I long to take pain from him…I know it will only make our bond stronger. I am trying hard to not think about him playing the role of attentive reassuring husband at home and really working hard to appreciate the part of him that I get. In my heart of hearts I support that…I support him in his quest to have it all. To help him maintain this life long relationship he has with L has become important to me. That is one of the paradoxes…because when I think of him with her…touching her I feel sick. Yet…it is important to me that it happen. It would do him long term harm to lose this woman that he has been married to since before I was born. I support the continued viability of that relationship. It is reinforcing my submission to him…I am becoming a confidant of his….more than I think I ever was before. I feel like we are redefining our relationship. I feel cherished and loved by him more than I ever have and I am trying to figure out exactly why that is. Because at the same time I know I am sharing his affections and his time more than I ever have before.
I find that part of me rooting for him…knowing that I want him to find happiness at home. In turn he will bring that happiness back to me. Regardless of all my doubts if he is happy…I am happy. I am secure in the fact that I am Owned…that I am a loved and a cherished pet.

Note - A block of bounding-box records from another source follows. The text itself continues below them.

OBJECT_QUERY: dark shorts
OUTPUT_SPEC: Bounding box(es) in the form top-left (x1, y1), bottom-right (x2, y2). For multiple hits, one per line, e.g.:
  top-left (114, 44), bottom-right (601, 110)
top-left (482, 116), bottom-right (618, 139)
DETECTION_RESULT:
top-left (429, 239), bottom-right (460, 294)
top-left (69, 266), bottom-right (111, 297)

Tomorrow night I am his….it is our first meeting together that she will know about. She knows he will spend the night with me. I wonder if it will change the dynamic at all….will it be better..worse..or all together the same? I worry about her and the emotions she will be experiencing as the night progresses. As a woman I can imagine how she will feel knowing her husband is with another….feeding a need that she can barely understand. I am finding myself feeling waves of tenderness for this woman that I have never met. A sort of kinship with her that I know she neither wants or needs…but in truth we love the same man. We are loved by the same man and she like me is willing to sacrifice to assure his happiness.